SARASOTA, Fla. - Decades ago, a site in one of Sarasota’s oldest African American communities was segregated housing. Now, it's a new affordable housing complex for seniors. Sarasota contributed more than $1.3 million in penny sales tax funds to make it happen.
Tuesday’s grand opening comes at a time when affordable housing is tough to find.
Orange Avenue Housing first went up 80 years ago, the first housing project for Black community of Newtown.
"For years and years the Orange avenue has been dilapidated," said Valerie Buchand a Newtown resident and member of the Sarasota Housing Authority Board.
After desegregation and decades into the future, the units sat in disrepair. The Sarasota Housing Authority and the community came together with a vision for Amaryllis Park Place.
The city contributed $1.3 million in Penny Sales Tax Dollars for the $22-million development.
"To be really able to build something that one can truly call a home is awesome," said Buchand.
With 84 units, Amaryllis Park Place is more than a home. It's affordable housing for seniors ages 62 and older, something that's been lacking in the area.

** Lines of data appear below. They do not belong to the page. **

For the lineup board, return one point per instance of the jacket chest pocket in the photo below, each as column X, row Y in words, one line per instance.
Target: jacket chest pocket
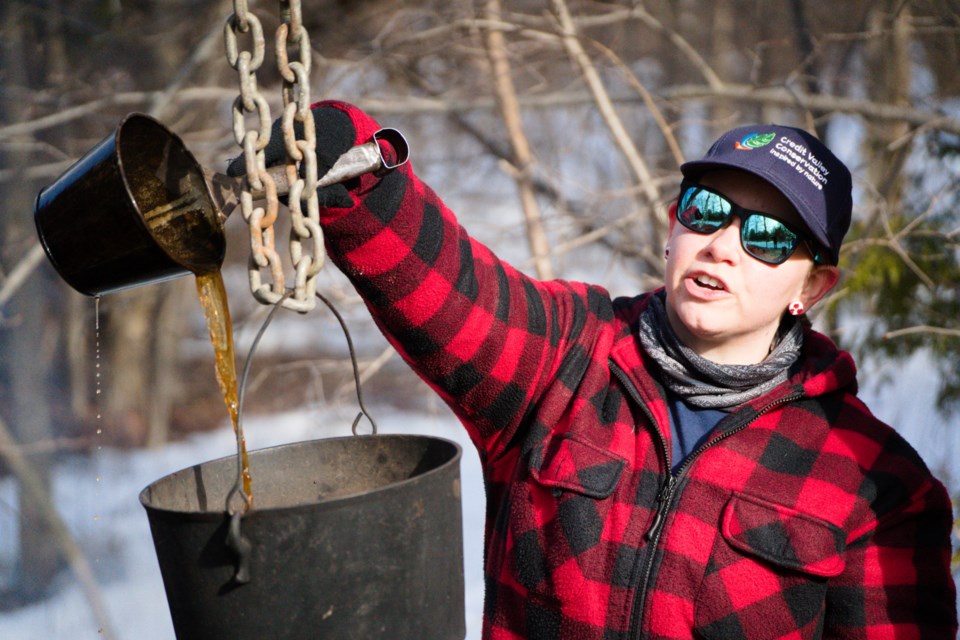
column 558, row 520
column 767, row 573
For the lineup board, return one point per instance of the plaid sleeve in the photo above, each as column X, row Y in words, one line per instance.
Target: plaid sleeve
column 897, row 581
column 482, row 334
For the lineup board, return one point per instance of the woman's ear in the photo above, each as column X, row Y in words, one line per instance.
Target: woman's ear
column 819, row 282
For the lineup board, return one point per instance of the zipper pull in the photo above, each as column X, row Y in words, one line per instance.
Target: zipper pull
column 663, row 502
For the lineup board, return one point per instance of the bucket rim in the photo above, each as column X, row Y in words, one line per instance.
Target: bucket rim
column 337, row 502
column 195, row 167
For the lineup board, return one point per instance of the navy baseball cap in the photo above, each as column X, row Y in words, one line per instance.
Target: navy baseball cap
column 801, row 167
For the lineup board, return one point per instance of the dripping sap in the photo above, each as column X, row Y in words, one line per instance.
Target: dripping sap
column 213, row 298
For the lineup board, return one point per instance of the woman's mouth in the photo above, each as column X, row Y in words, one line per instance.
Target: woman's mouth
column 708, row 282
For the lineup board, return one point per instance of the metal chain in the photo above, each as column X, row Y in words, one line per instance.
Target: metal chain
column 296, row 108
column 292, row 37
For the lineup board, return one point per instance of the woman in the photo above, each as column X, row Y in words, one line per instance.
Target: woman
column 690, row 462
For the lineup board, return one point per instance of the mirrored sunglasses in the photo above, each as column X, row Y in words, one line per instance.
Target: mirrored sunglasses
column 766, row 238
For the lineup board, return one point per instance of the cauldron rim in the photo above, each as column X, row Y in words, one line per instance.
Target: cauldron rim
column 339, row 501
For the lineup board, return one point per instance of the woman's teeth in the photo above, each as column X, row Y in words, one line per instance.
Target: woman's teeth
column 707, row 281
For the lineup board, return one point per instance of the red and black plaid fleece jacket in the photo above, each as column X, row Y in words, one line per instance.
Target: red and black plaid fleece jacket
column 803, row 517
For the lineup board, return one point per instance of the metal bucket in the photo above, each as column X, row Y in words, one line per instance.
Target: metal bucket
column 356, row 537
column 135, row 209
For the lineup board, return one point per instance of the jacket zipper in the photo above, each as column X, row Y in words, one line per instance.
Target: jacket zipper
column 666, row 494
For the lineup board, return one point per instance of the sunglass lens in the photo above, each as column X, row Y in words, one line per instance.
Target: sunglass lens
column 767, row 239
column 702, row 211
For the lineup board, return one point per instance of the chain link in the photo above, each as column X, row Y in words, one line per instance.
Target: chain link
column 306, row 236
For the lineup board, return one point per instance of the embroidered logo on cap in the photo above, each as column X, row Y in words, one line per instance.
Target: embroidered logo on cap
column 755, row 141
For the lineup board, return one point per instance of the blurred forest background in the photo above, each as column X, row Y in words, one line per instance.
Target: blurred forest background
column 556, row 127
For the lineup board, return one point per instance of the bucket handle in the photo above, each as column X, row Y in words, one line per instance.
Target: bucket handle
column 236, row 541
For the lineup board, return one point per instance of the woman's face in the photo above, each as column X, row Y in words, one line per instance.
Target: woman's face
column 723, row 303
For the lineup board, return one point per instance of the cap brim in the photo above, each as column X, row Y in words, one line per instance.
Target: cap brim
column 696, row 168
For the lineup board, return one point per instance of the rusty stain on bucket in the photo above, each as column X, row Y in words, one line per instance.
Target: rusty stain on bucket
column 135, row 209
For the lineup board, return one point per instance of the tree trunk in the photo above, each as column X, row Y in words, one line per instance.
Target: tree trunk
column 23, row 335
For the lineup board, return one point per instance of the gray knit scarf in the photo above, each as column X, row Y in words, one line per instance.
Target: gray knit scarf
column 706, row 384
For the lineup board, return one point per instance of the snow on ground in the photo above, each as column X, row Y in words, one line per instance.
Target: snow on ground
column 97, row 497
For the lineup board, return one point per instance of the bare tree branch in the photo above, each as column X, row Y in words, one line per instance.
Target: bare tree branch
column 507, row 99
column 40, row 500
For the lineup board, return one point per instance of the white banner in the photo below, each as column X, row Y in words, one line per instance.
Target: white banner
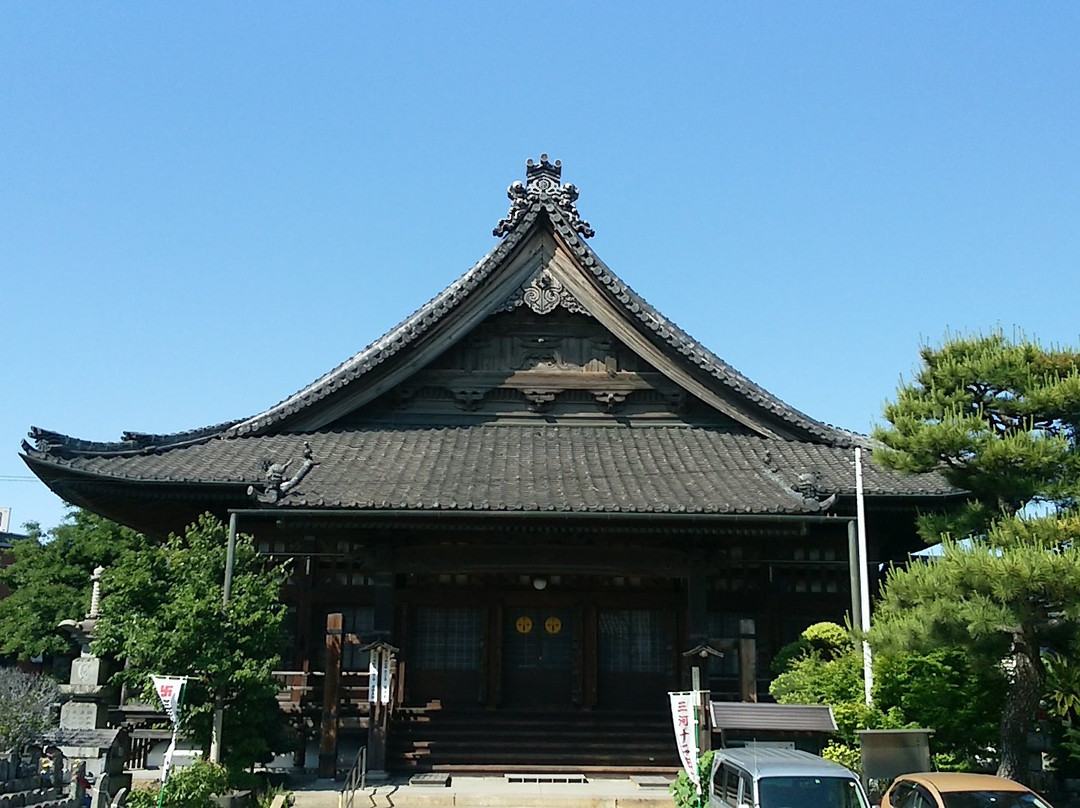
column 373, row 676
column 685, row 718
column 385, row 676
column 169, row 690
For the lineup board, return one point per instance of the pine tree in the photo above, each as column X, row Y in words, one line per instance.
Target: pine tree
column 999, row 419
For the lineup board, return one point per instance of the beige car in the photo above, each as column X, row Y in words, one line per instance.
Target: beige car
column 956, row 790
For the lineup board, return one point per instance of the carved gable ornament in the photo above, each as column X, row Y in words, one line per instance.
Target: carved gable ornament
column 543, row 293
column 542, row 187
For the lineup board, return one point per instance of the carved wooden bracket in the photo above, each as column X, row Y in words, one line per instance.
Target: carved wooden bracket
column 469, row 400
column 539, row 401
column 608, row 400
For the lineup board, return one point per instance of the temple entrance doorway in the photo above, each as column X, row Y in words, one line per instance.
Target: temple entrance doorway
column 539, row 657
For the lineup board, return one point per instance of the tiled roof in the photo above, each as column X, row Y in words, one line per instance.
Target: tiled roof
column 520, row 468
column 634, row 305
column 541, row 203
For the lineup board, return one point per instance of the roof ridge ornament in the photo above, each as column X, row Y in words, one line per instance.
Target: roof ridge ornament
column 542, row 186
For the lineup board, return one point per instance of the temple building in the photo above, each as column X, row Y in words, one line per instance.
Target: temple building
column 544, row 495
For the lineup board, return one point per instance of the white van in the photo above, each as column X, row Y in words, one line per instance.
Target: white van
column 767, row 777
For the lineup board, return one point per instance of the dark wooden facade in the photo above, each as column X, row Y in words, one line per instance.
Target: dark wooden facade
column 537, row 487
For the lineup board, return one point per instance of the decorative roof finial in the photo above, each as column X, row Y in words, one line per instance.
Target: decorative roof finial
column 544, row 175
column 542, row 186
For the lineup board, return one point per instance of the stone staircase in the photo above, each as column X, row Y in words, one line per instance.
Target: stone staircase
column 431, row 739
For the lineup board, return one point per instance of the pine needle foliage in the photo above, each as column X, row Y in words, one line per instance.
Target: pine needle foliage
column 1000, row 419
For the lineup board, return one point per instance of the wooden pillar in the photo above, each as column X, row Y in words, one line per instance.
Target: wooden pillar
column 494, row 659
column 383, row 581
column 378, row 722
column 697, row 604
column 590, row 652
column 747, row 660
column 332, row 698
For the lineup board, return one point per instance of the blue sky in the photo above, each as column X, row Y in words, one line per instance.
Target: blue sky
column 203, row 206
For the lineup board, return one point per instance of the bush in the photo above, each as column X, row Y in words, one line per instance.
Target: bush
column 685, row 793
column 188, row 788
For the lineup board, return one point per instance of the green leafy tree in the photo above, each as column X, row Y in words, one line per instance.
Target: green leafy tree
column 940, row 690
column 828, row 670
column 26, row 707
column 999, row 419
column 50, row 580
column 161, row 611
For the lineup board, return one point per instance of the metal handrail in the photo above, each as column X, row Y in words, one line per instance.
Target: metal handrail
column 356, row 779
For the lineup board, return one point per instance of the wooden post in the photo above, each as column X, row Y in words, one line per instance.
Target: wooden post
column 747, row 660
column 332, row 698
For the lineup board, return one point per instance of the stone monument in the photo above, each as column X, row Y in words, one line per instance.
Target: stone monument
column 84, row 734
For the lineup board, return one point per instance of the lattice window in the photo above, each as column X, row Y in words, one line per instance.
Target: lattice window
column 448, row 638
column 358, row 620
column 634, row 641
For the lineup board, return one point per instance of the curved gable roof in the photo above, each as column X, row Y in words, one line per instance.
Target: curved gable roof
column 542, row 221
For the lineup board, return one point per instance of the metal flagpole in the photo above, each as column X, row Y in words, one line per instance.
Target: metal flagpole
column 864, row 584
column 230, row 555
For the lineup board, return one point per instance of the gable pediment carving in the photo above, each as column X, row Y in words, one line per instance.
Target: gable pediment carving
column 542, row 294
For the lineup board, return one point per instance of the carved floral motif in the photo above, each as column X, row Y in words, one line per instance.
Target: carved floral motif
column 543, row 293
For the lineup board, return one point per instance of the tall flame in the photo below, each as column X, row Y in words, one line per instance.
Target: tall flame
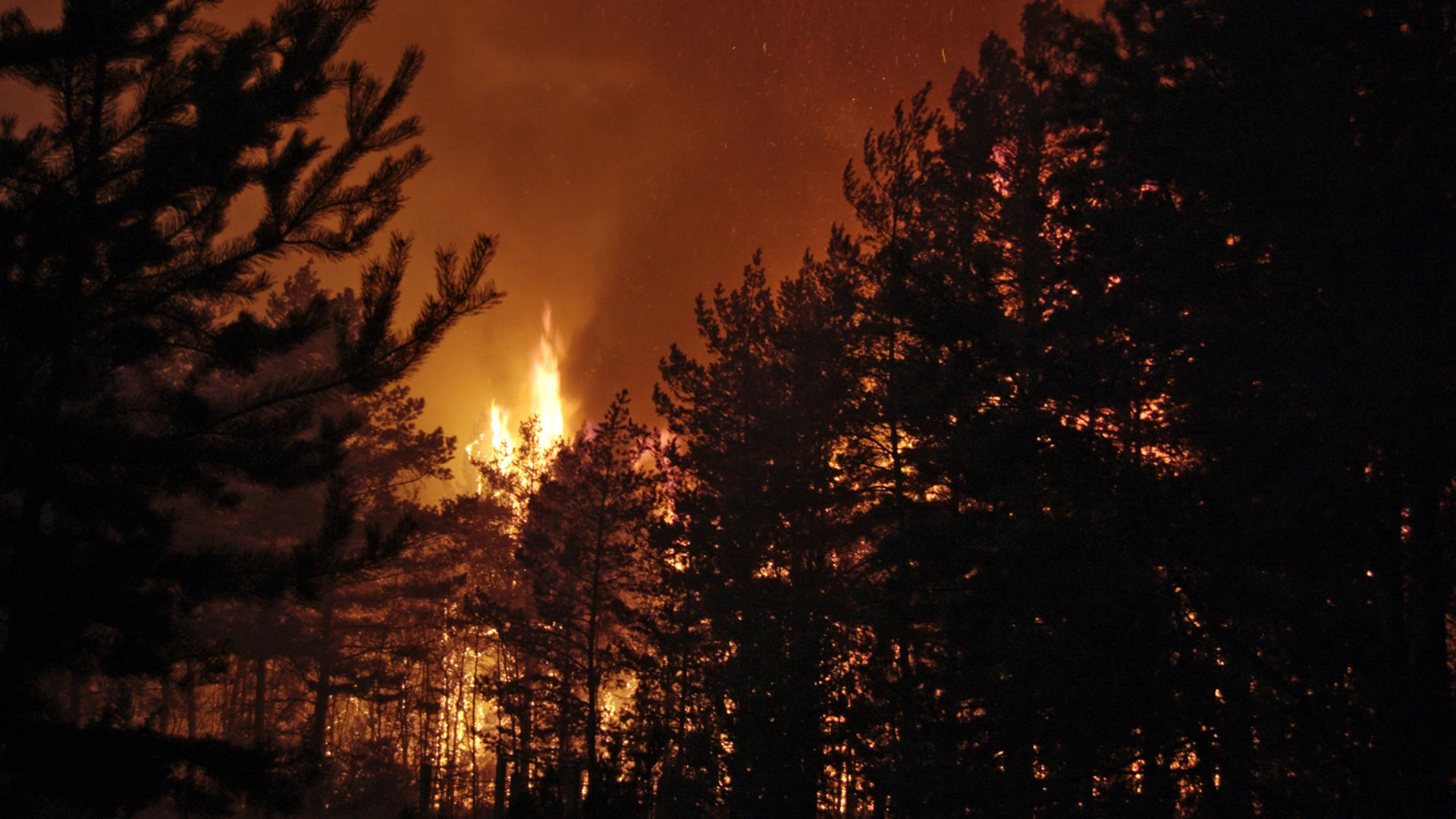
column 546, row 407
column 546, row 385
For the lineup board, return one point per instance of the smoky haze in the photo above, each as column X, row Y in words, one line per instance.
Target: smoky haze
column 632, row 155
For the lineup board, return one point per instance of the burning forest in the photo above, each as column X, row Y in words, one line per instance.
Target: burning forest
column 1094, row 464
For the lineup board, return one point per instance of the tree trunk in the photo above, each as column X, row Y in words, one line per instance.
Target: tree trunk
column 259, row 701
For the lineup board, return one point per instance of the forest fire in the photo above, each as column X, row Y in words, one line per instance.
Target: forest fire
column 1031, row 494
column 546, row 420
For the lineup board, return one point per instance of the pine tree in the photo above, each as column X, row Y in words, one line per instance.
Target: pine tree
column 134, row 372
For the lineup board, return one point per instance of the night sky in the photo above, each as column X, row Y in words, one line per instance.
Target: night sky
column 631, row 155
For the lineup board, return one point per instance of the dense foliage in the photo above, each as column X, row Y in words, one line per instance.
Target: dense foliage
column 1104, row 469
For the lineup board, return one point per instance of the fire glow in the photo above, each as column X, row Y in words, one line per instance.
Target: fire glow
column 546, row 406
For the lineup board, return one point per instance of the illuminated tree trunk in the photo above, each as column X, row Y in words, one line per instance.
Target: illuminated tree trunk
column 316, row 741
column 259, row 701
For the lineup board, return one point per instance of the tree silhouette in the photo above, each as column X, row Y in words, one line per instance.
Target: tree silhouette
column 133, row 369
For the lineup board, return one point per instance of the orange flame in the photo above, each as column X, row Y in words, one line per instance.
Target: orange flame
column 546, row 409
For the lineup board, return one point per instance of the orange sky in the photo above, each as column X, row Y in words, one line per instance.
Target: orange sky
column 629, row 155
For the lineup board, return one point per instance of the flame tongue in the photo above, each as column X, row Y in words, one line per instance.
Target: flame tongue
column 546, row 407
column 546, row 387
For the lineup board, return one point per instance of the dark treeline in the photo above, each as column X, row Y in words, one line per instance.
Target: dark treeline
column 1104, row 468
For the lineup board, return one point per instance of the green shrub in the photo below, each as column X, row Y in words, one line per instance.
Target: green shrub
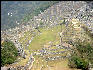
column 9, row 53
column 81, row 56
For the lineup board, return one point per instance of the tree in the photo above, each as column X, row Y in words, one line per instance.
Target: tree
column 9, row 53
column 81, row 56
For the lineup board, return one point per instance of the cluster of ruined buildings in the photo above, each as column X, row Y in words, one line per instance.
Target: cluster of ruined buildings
column 50, row 17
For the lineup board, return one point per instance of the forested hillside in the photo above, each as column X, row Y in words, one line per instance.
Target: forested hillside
column 14, row 13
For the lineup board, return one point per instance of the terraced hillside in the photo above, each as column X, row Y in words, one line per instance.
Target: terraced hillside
column 47, row 43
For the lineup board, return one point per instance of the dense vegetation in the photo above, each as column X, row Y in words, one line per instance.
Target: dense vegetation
column 9, row 53
column 82, row 55
column 21, row 11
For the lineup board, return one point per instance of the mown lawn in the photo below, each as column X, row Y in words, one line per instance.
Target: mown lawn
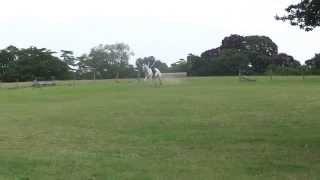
column 199, row 128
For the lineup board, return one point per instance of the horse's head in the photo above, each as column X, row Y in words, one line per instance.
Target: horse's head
column 145, row 67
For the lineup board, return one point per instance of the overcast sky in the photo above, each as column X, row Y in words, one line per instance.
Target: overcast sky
column 166, row 29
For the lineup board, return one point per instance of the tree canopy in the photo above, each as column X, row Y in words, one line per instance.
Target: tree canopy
column 305, row 14
column 250, row 54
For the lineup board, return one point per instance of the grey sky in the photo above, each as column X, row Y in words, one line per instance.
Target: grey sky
column 166, row 29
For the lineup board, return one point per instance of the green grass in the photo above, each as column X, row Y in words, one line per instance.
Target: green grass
column 200, row 128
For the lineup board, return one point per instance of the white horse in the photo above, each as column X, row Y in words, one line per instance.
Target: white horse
column 152, row 75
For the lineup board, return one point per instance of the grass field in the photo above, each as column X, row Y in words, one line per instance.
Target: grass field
column 189, row 129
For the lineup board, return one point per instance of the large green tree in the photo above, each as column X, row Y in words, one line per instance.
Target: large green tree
column 305, row 14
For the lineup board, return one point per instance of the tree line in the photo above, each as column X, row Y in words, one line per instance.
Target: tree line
column 102, row 62
column 250, row 54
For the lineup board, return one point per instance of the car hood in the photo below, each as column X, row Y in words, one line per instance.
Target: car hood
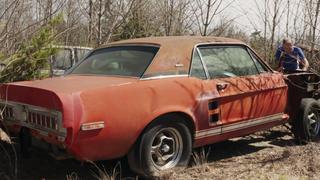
column 72, row 84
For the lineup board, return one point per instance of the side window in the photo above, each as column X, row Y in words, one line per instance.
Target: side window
column 261, row 67
column 227, row 61
column 197, row 67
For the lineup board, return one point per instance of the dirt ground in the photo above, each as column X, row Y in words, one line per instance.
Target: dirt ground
column 269, row 154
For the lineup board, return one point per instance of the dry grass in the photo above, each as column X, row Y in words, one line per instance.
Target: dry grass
column 265, row 155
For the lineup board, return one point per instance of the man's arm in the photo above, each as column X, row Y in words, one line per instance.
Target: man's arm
column 303, row 60
column 278, row 58
column 305, row 64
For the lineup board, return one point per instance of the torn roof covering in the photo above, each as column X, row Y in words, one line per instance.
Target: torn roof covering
column 174, row 55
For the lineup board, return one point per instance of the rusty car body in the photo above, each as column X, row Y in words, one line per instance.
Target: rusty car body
column 153, row 99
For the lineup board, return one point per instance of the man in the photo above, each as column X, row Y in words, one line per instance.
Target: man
column 291, row 58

"The prices of rentals are so high today that I am so grateful to god that we are able to be able to build something that one can truly afford and they don’t have to worry about being put out," said Buchand.
Half of the units are reserved for seniors earning less than 60% of the area's median income. The others are subsidized for low income residents.
Congressman Vern Buchanan was instrumental in securing funding.
"I think we need to make tax incentive money available to the community’s where they can use it with developers and others so they can subsidize with the rents and make it manageable," he said.
Rent increases are happening state wide. In Sarasota, Mayor Erik Arroyo said it's become a problem.
"A 45% increase in rents over the past year is just not something this community should be proud of," said Mayor Arroyo.
Amaryllis Park Place is a start. The Sarasota Housing Authority has three more developments in the works, with lists already filling up.
"Projects like this that are affordable, mixed us, that are for seniors in Newtown that are historic are what we need," said Mayor Arroyo.